Next is AT&T. It currently yields 5.6% which is well covered. The market cap is enormous as you know, estimates for earnings look to grow 7% with revenue growing a little less. You already know the stock, more often than not it is boring, slow moving and high yielding--but not always.

I've mentioned American Campus Communities (ACC) a few times over the years but have never owned it. It owns apartments near college campuses in 30 states and two Canadian provinces. It has a low beta, a fair bit of debt, the trailing yield is 3.95% and is well covered. The story is simple when compared to other types of apartment stocks which is that the elasticity of demand should be more favorable with college based rentals.

Energy Transfer Partners (ETP) is one of the larger MLPs. You've heard of the name, the yield is 7.5% and the dividends have been very steady. It has a low beta, high debt and the growth estimates for revenue and earnings look pretty good and the dividend looks like it can be maintained.

Bill Gross recommended Annaly Mortgage (NLY) in this week's Barron's Mid Year Round Table. He notes it yields 14% (13.6% per Yahoo). Relative to the world of mortgage REITs this one is well regarded and it has been around for a long time.

I've always been intrigued by the tanker stocks but never owned one. Nordic American Tankers (NAT) seems to be one of the more visible names in the space. It is well off its high and the dividend has been volatile of late. On the plus side, the company cut the dividend when that was the right thing to do and will raise the dividend when (if) that becomes the right thing to do. Over the years I've read a couple of very bearish posts on this company (sorry, no links). The CEO is on TV a lot and there is something about his "performance" that makes me uncomfortable but I don't know what it is. The space is valid but I think actually picking a name here is difficult given the volatility of the group both in terms of the actual business and the stock prices.

The last name to put here is the NFJ Dividend Interest & Premium Fund (NFJ). This fund drastically cut its dividend during the crisis and more recently restored it, it is now at $0.45 per quarter (but it can always change) making the yield pretty close to 10%. I used to write about these a lot, we owned one and the group collectively got crushed during the crisis.

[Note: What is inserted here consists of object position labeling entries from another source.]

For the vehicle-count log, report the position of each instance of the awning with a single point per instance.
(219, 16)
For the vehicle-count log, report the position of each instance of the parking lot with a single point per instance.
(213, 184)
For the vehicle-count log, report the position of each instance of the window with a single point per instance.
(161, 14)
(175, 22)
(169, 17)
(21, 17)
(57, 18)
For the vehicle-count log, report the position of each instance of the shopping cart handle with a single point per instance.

If you want to swim in these waters, an important thing to keep an eye on and understand how much of the payout is a return of capital. And with any CEF you need to know how much leverage the fund uses.

The above are a list that simply represents high yield form disparate parts of the market and could comprise a high yield bucket but not a portfolio IMO. I don't own any of them, I've not researched any of them in a way I think of as being thorough so don't add 1+1 and get 11.

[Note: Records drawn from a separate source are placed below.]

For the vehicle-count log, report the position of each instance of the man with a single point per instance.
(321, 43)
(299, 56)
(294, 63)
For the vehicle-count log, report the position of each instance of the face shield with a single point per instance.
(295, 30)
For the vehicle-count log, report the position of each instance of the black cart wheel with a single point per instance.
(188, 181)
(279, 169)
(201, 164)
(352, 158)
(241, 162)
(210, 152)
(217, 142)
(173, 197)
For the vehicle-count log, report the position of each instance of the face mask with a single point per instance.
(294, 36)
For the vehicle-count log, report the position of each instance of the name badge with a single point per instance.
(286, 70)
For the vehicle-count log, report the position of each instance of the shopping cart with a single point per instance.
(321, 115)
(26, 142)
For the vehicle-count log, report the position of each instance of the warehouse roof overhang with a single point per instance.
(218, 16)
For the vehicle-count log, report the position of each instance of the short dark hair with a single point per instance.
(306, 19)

Some of the names might be great holds but if not, there are other names from those groups that would be and building in this type of exposure (bucket) as part of a diversified portfolio makes a lot of sense. I picked the above because they are all somewhat fondly regarded in their respective spaces and get a fair bit of attention (NFJ may not get a lot of attention but the AUM is almost $2 billion) so these holdings could easily make it into a diversified portfolio.

The companies are all real (as best as I can tell) and survived the crisis, their dividends are high and in some cases increasing (even if they were cut along the way during the crisis) but none of that prevented the companies (and other related companies in these spaces) from getting crushed during the crisis. The best performer dropped 33% from the October 2007 peak to March 2009 and the worst fell 61% in that time. NLY was on a different timetable, from its peak to trough it fell 31%, the dividend remained surprisingly healthy during the crisis but it endured a serious and prolonged dividend cut from September 2005-March 2008.

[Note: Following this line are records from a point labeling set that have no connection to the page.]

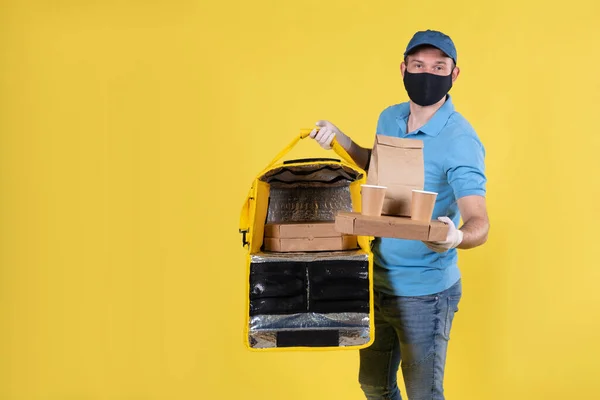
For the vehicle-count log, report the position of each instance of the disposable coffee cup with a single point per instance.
(372, 197)
(421, 207)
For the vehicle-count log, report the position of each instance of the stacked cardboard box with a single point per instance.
(397, 164)
(316, 236)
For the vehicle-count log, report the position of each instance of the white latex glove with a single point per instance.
(453, 239)
(325, 134)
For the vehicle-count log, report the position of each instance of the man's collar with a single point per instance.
(437, 122)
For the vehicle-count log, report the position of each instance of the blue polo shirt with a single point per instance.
(454, 168)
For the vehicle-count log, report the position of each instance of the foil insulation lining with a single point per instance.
(347, 255)
(346, 337)
(309, 320)
(310, 192)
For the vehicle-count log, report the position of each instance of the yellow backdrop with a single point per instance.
(130, 133)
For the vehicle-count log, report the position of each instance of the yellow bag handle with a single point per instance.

The point here is to understand what a dividend can do and cannot and mesh that in with how your brain works during times of market panic. A dividend portfolio should not be expected to be immune from large market declines nor will these types of stocks lead on the way up. Often the more defensive dividend yielders will go down a lot less but that is more likely because of the sector they are in; staples, utilities and healthcare are likely to go down less than other sectors.

If you can truly mentally prepare for going down 30% in a down 50% world then maybe a lopsided exposure to dividend payers is for you but it needs to be understood that the next crisis for the market will be lead by some other segment and if it somehow turns out to be dividend payers then the DZs will be badly shaken. The can't-miss expectation that some seem to have should be altered. Hindsight bias notwithstanding, internet stocks were can't-miss as was housing.